Ich werde ganz ruhig. Horche in die Stille der Bude hinein, die nach den Schmerzensschreien der letzten Stunde geradezu gespenstisch ist. Tatsächlich, da ist ein Geräusch. Ein unterdrücktes Schluchzen, als presse sich jemand mit aller Gewalt die Hand auf den Mund. Sehr gut.

Ich schleiche zu dem klapprigen Schrank, aus dem das leise Wimmern kommt. Hebe die Pistole. Noch zwei Schüsse, dann ist es vorbei. Ich reiße mit der linken Hand die Schranktür auf, erwarte, beide Kinder zu entdecken, doch nur das Mädchen hockt in einer Ecke, das Blümchennachthemd eingenässt, Tränen kullern über ihre Wangen. Ich drücke ab.

Im selben Moment schießt ein dünnes Ärmchen aus dem obersten Fach des Schrankes, im Augenwinkel sehe ich etwas aufblitzen, das auf meine Kehle zielt. Instinktiv reiße ich den Arm hoch, blocke den Angriff ab. Doch die heftige Gegenwehr verleiht der Attacke erst richtig Kraft. Ein Messer trifft mein Gesicht, wie in Zeitlupe nehme ich wahr, dass eine Klinge in die Haut meiner Wange schneidet, hinunter bis auf den Knochen, und daran abrutscht. Dann erreicht die Schmerzexplosion meinen Verstand, gleißende Blitze toben durch meinen ganzen Schädel, zerstören jeden klaren Gedanken. Ich brülle wie ein Stier. Blutiger Nebel liegt vor meinen Augen, halb blind schieße ich mehrmals auf den Angreifer.

Wie ein nasser Sack fällt sein kleiner Körper aus dem Schrank und kracht zu Boden. Ich schieße erneut, feuere die letzte Kugel aus dem Magazin auf die leblose Gestalt. Eine neue, weit heftigere Schmerzwelle packt mich, schüttelt mich durch. Immer noch brüllend lasse ich die Pistole fallen. Das warme Blut, das über mein Gesicht läuft, macht mich wahnsinnig. Ich stolpere über den fadenscheinigen Teppich im Kinderzimmer, stoße wüste Verwünschungen aus und stürme hinaus in die Nacht. In wilder Raserei schleudere ich den Benzinkanister in den Flur und werfe ein brennendes Streichholz hinterher.

Ich habe keinen Nerv, den Brand sorgfältig zu legen, kann nur an die klaffende Wunde in meinem Gesicht und diese wahnsinnigen Schmerzen denken. Die Haut muss in Fetzen an meiner Wange herabhängen. Ich presse meine Hände auf den schmerzhaft pulsierenden Schnitt, fühle warmes, feuchtes Fleisch, wo glatte Haut sein sollte, klebriges Blut quillt mir durch die Finger. Figlio di puttana! Ich hoffe, dieser kleine Scheißer brennt in der Hölle!

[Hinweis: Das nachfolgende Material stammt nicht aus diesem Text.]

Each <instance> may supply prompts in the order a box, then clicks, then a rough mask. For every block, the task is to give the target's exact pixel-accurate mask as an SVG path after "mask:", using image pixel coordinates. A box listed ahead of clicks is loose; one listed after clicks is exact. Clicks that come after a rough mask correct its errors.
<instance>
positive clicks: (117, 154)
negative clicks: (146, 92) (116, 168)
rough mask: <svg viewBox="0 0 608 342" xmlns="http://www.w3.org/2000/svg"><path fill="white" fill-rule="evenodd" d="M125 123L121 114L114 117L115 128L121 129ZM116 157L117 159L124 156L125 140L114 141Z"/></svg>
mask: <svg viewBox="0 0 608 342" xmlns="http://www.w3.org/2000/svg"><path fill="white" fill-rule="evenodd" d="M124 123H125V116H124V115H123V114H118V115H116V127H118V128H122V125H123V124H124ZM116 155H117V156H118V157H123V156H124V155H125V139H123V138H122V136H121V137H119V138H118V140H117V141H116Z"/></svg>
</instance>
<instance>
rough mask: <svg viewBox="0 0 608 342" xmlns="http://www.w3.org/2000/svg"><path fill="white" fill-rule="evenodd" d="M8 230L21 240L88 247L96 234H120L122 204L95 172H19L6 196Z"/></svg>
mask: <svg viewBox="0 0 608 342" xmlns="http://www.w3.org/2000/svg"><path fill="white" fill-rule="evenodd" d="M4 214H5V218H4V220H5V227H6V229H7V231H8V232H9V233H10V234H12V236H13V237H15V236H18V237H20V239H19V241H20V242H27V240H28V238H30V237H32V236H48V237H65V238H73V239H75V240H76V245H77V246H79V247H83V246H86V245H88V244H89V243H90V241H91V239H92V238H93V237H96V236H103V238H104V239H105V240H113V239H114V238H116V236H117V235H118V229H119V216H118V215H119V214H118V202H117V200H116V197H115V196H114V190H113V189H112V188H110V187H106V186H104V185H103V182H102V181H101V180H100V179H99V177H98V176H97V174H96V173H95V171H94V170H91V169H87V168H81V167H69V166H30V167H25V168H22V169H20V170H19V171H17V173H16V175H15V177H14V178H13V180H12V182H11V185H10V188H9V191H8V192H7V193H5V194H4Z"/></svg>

Ein Flackern entsteht im Haus, das rasch zu einem ordentlichen Feuer anwächst. Schwer atmend stütze ich mich auf den Knien ab, wische mir die blutigen Hände an der Jeans ab. Nach und nach ergreifen die Flammen von der ganzen Hütte Besitz, fressen sich immer schneller durch das Holz. Nichts rührt sich mehr da drin, nichts außer dem Flackern des Feuers. Der stechende Schmerz verwandelt sich in ein fieses Pochen, während das Blut nur noch zäh aus der Wunde in meinen Kragen tropft. Cazzo! Aber der Auftrag ist erledigt. Und ich werde den Teufel tun und irgendwem verraten, dass es der elende Wicht war, der mich verwundet hat. Da werde ich ja zum Gespött der ganzen Famiglia.

Wenn ich erst in diesem München angekommen bin, wird es nicht lange dauern, bis ich dem Padre dort bewiesen habe, dass ich der beste Mann für den Posten des Capo Crimine bin. Und dann wird es keiner mehr wagen, mich zu fragen, wie das passiert ist.